Adamis shares rose 2 cents, or 15 percent, to 19 cents on Wednesday.

The oral drug, an organic molecule that was discovered by researchers at the Carbone center, is designed to block male hormones tied to prostate cancer in men who have become resistant to other hormone-blocking therapies.

In tests on mice with the disease, the drug worked 90 percent of the time in comparison to standard treatments that worked 55 percent of the time, the company said.

The drug previously received a Rapid Access to Preventive Intervention Development grant from the National Cancer Institute.

Adamis licensed APC-100 along with two other preclinical prostate cancer therapies in February 2010 from Colby Pharmaceutical, which had licensed the drug candidates from the Wisconsin Alumni Research Foundation.

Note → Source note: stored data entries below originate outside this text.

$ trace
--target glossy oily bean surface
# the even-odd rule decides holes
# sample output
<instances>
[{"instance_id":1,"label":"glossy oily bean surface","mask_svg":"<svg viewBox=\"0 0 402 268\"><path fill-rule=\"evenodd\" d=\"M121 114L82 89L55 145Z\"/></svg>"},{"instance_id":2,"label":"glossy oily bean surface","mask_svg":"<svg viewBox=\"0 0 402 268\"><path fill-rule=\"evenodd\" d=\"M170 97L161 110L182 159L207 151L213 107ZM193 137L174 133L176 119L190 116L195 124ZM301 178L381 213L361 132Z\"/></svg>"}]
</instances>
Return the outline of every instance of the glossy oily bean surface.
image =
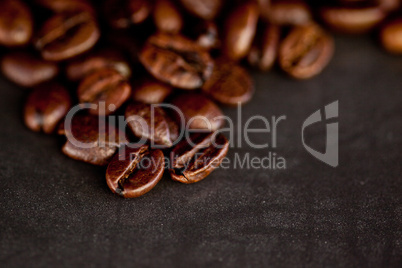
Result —
<instances>
[{"instance_id":1,"label":"glossy oily bean surface","mask_svg":"<svg viewBox=\"0 0 402 268\"><path fill-rule=\"evenodd\" d=\"M96 104L96 109L89 110L91 114L108 115L128 100L131 86L116 70L101 69L80 83L77 94L80 103Z\"/></svg>"},{"instance_id":2,"label":"glossy oily bean surface","mask_svg":"<svg viewBox=\"0 0 402 268\"><path fill-rule=\"evenodd\" d=\"M2 58L1 70L17 85L33 87L54 78L59 72L59 67L31 53L16 51Z\"/></svg>"},{"instance_id":3,"label":"glossy oily bean surface","mask_svg":"<svg viewBox=\"0 0 402 268\"><path fill-rule=\"evenodd\" d=\"M402 18L385 24L380 31L380 40L387 51L402 54Z\"/></svg>"},{"instance_id":4,"label":"glossy oily bean surface","mask_svg":"<svg viewBox=\"0 0 402 268\"><path fill-rule=\"evenodd\" d=\"M247 2L236 7L225 22L222 53L229 59L239 60L250 50L258 21L258 5Z\"/></svg>"},{"instance_id":5,"label":"glossy oily bean surface","mask_svg":"<svg viewBox=\"0 0 402 268\"><path fill-rule=\"evenodd\" d=\"M57 13L71 11L95 12L91 3L87 0L36 0L36 3Z\"/></svg>"},{"instance_id":6,"label":"glossy oily bean surface","mask_svg":"<svg viewBox=\"0 0 402 268\"><path fill-rule=\"evenodd\" d=\"M98 25L90 13L62 13L45 22L35 46L44 59L61 61L91 49L99 37Z\"/></svg>"},{"instance_id":7,"label":"glossy oily bean surface","mask_svg":"<svg viewBox=\"0 0 402 268\"><path fill-rule=\"evenodd\" d=\"M182 89L201 87L213 69L208 52L180 35L150 37L140 60L155 78Z\"/></svg>"},{"instance_id":8,"label":"glossy oily bean surface","mask_svg":"<svg viewBox=\"0 0 402 268\"><path fill-rule=\"evenodd\" d=\"M104 166L113 157L117 148L128 141L124 132L108 124L103 118L93 115L75 115L66 118L58 133L66 135L62 151L68 157L89 164ZM70 123L69 123L70 122Z\"/></svg>"},{"instance_id":9,"label":"glossy oily bean surface","mask_svg":"<svg viewBox=\"0 0 402 268\"><path fill-rule=\"evenodd\" d=\"M290 76L307 79L327 66L333 52L332 37L318 25L298 26L282 41L279 64Z\"/></svg>"},{"instance_id":10,"label":"glossy oily bean surface","mask_svg":"<svg viewBox=\"0 0 402 268\"><path fill-rule=\"evenodd\" d=\"M156 28L165 33L179 33L183 27L183 18L170 0L157 0L153 11Z\"/></svg>"},{"instance_id":11,"label":"glossy oily bean surface","mask_svg":"<svg viewBox=\"0 0 402 268\"><path fill-rule=\"evenodd\" d=\"M131 103L125 117L134 135L153 145L171 147L179 135L178 125L160 107Z\"/></svg>"},{"instance_id":12,"label":"glossy oily bean surface","mask_svg":"<svg viewBox=\"0 0 402 268\"><path fill-rule=\"evenodd\" d=\"M152 1L149 0L106 0L104 13L109 24L117 29L125 29L143 22L151 14Z\"/></svg>"},{"instance_id":13,"label":"glossy oily bean surface","mask_svg":"<svg viewBox=\"0 0 402 268\"><path fill-rule=\"evenodd\" d=\"M194 134L171 152L170 176L185 184L199 182L219 167L228 150L229 141L222 134Z\"/></svg>"},{"instance_id":14,"label":"glossy oily bean surface","mask_svg":"<svg viewBox=\"0 0 402 268\"><path fill-rule=\"evenodd\" d=\"M237 105L252 98L254 85L248 72L241 66L227 59L219 59L202 90L222 104Z\"/></svg>"},{"instance_id":15,"label":"glossy oily bean surface","mask_svg":"<svg viewBox=\"0 0 402 268\"><path fill-rule=\"evenodd\" d=\"M176 122L181 125L184 120L189 129L215 131L224 123L222 111L203 94L181 94L172 100L172 104L181 111L181 115L174 114Z\"/></svg>"},{"instance_id":16,"label":"glossy oily bean surface","mask_svg":"<svg viewBox=\"0 0 402 268\"><path fill-rule=\"evenodd\" d=\"M219 13L223 0L180 0L192 14L204 20L212 20Z\"/></svg>"},{"instance_id":17,"label":"glossy oily bean surface","mask_svg":"<svg viewBox=\"0 0 402 268\"><path fill-rule=\"evenodd\" d=\"M173 91L173 88L155 79L143 79L133 88L133 99L138 102L162 103Z\"/></svg>"},{"instance_id":18,"label":"glossy oily bean surface","mask_svg":"<svg viewBox=\"0 0 402 268\"><path fill-rule=\"evenodd\" d=\"M111 160L106 170L106 182L113 193L124 198L135 198L152 190L161 180L164 156L161 150L148 146L125 146Z\"/></svg>"},{"instance_id":19,"label":"glossy oily bean surface","mask_svg":"<svg viewBox=\"0 0 402 268\"><path fill-rule=\"evenodd\" d=\"M21 46L27 44L33 31L32 14L20 0L0 1L0 45Z\"/></svg>"},{"instance_id":20,"label":"glossy oily bean surface","mask_svg":"<svg viewBox=\"0 0 402 268\"><path fill-rule=\"evenodd\" d=\"M51 134L70 107L70 95L63 86L55 82L42 84L30 92L25 103L25 125L33 131Z\"/></svg>"},{"instance_id":21,"label":"glossy oily bean surface","mask_svg":"<svg viewBox=\"0 0 402 268\"><path fill-rule=\"evenodd\" d=\"M275 25L303 25L312 20L312 14L304 1L273 1L268 20Z\"/></svg>"}]
</instances>

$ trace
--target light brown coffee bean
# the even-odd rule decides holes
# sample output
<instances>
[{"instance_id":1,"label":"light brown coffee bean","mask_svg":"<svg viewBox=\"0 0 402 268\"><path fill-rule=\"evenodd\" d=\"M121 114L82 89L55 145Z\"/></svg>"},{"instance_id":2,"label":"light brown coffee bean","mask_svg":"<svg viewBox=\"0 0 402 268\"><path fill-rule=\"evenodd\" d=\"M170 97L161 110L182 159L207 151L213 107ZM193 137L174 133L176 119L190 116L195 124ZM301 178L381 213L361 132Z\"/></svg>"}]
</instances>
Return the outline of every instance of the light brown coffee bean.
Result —
<instances>
[{"instance_id":1,"label":"light brown coffee bean","mask_svg":"<svg viewBox=\"0 0 402 268\"><path fill-rule=\"evenodd\" d=\"M275 25L303 25L312 21L310 8L302 0L273 1L265 17Z\"/></svg>"},{"instance_id":2,"label":"light brown coffee bean","mask_svg":"<svg viewBox=\"0 0 402 268\"><path fill-rule=\"evenodd\" d=\"M36 0L36 3L56 13L77 11L95 13L93 6L87 0Z\"/></svg>"},{"instance_id":3,"label":"light brown coffee bean","mask_svg":"<svg viewBox=\"0 0 402 268\"><path fill-rule=\"evenodd\" d=\"M5 55L1 60L3 74L23 87L33 87L53 79L59 72L57 64L42 60L34 54L15 51Z\"/></svg>"},{"instance_id":4,"label":"light brown coffee bean","mask_svg":"<svg viewBox=\"0 0 402 268\"><path fill-rule=\"evenodd\" d=\"M91 49L99 36L98 25L90 13L62 13L45 22L35 46L45 60L61 61Z\"/></svg>"},{"instance_id":5,"label":"light brown coffee bean","mask_svg":"<svg viewBox=\"0 0 402 268\"><path fill-rule=\"evenodd\" d=\"M42 84L29 94L25 103L25 125L33 131L51 134L70 107L70 94L63 86L55 82Z\"/></svg>"},{"instance_id":6,"label":"light brown coffee bean","mask_svg":"<svg viewBox=\"0 0 402 268\"><path fill-rule=\"evenodd\" d=\"M224 123L219 107L202 94L181 94L172 100L172 104L182 113L174 114L176 122L181 125L184 120L188 129L212 132L221 128Z\"/></svg>"},{"instance_id":7,"label":"light brown coffee bean","mask_svg":"<svg viewBox=\"0 0 402 268\"><path fill-rule=\"evenodd\" d=\"M78 87L80 103L96 104L90 109L93 115L108 115L123 105L131 95L131 86L127 80L114 69L101 69L86 77ZM104 103L105 109L101 109Z\"/></svg>"},{"instance_id":8,"label":"light brown coffee bean","mask_svg":"<svg viewBox=\"0 0 402 268\"><path fill-rule=\"evenodd\" d=\"M144 22L152 11L149 0L106 0L103 6L109 24L117 29Z\"/></svg>"},{"instance_id":9,"label":"light brown coffee bean","mask_svg":"<svg viewBox=\"0 0 402 268\"><path fill-rule=\"evenodd\" d=\"M402 18L394 19L382 27L380 41L387 51L402 54Z\"/></svg>"},{"instance_id":10,"label":"light brown coffee bean","mask_svg":"<svg viewBox=\"0 0 402 268\"><path fill-rule=\"evenodd\" d=\"M170 0L157 0L153 11L154 22L159 31L177 34L183 27L183 18Z\"/></svg>"},{"instance_id":11,"label":"light brown coffee bean","mask_svg":"<svg viewBox=\"0 0 402 268\"><path fill-rule=\"evenodd\" d=\"M214 19L221 7L222 0L180 0L183 6L193 15L204 20Z\"/></svg>"},{"instance_id":12,"label":"light brown coffee bean","mask_svg":"<svg viewBox=\"0 0 402 268\"><path fill-rule=\"evenodd\" d=\"M146 78L134 86L133 99L138 102L157 104L162 103L172 92L171 86Z\"/></svg>"},{"instance_id":13,"label":"light brown coffee bean","mask_svg":"<svg viewBox=\"0 0 402 268\"><path fill-rule=\"evenodd\" d=\"M171 152L170 176L185 184L199 182L219 167L228 150L229 141L222 134L194 134Z\"/></svg>"},{"instance_id":14,"label":"light brown coffee bean","mask_svg":"<svg viewBox=\"0 0 402 268\"><path fill-rule=\"evenodd\" d=\"M165 160L161 150L123 147L106 170L106 182L113 193L124 198L142 196L162 179Z\"/></svg>"},{"instance_id":15,"label":"light brown coffee bean","mask_svg":"<svg viewBox=\"0 0 402 268\"><path fill-rule=\"evenodd\" d=\"M214 71L202 90L220 103L237 105L251 100L254 85L245 69L222 58L215 62Z\"/></svg>"},{"instance_id":16,"label":"light brown coffee bean","mask_svg":"<svg viewBox=\"0 0 402 268\"><path fill-rule=\"evenodd\" d=\"M236 7L226 19L222 53L229 59L244 58L257 30L258 5L246 2Z\"/></svg>"},{"instance_id":17,"label":"light brown coffee bean","mask_svg":"<svg viewBox=\"0 0 402 268\"><path fill-rule=\"evenodd\" d=\"M327 66L333 52L332 37L318 25L297 26L280 45L279 64L290 76L307 79Z\"/></svg>"}]
</instances>

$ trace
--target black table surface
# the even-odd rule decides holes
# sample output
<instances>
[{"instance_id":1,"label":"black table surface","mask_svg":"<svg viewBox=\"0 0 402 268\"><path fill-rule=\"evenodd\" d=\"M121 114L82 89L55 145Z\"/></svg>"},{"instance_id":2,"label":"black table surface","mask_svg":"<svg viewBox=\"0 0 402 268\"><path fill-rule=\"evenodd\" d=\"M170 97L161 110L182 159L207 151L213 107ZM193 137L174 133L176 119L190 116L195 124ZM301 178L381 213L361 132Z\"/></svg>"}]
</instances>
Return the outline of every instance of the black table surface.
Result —
<instances>
[{"instance_id":1,"label":"black table surface","mask_svg":"<svg viewBox=\"0 0 402 268\"><path fill-rule=\"evenodd\" d=\"M105 169L64 156L62 142L22 121L27 91L0 80L0 266L401 267L402 57L366 37L337 37L318 77L253 73L252 115L279 117L277 148L236 155L286 169L220 169L194 185L168 176L124 200ZM304 120L339 101L339 166L312 157ZM224 108L237 118L237 110ZM258 125L258 124L257 124ZM235 133L237 139L239 133ZM325 145L325 124L306 132ZM269 134L252 134L255 143Z\"/></svg>"}]
</instances>

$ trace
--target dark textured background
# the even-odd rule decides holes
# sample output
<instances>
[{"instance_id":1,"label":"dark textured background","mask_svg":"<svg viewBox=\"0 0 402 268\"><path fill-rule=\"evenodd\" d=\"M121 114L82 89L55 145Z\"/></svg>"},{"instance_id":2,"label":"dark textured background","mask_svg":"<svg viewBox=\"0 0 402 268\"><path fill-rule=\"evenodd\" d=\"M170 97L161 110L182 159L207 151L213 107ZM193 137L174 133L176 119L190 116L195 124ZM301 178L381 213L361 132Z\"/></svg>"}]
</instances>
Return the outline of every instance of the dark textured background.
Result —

Adamis also is working on a lower-cost, single-dose epinephrine injection to treat deadly allergic reactions.

A number of drug companies are working on new prostate cancer therapies in part because patients often develop resistance to existing medicines, said John McCamant, editor of the Medical Technology Stock Letter in Berkeley.

The niche also is attractive because prostate cancer cases, and the demand for more effective drugs, are expected to rise as the American population ages.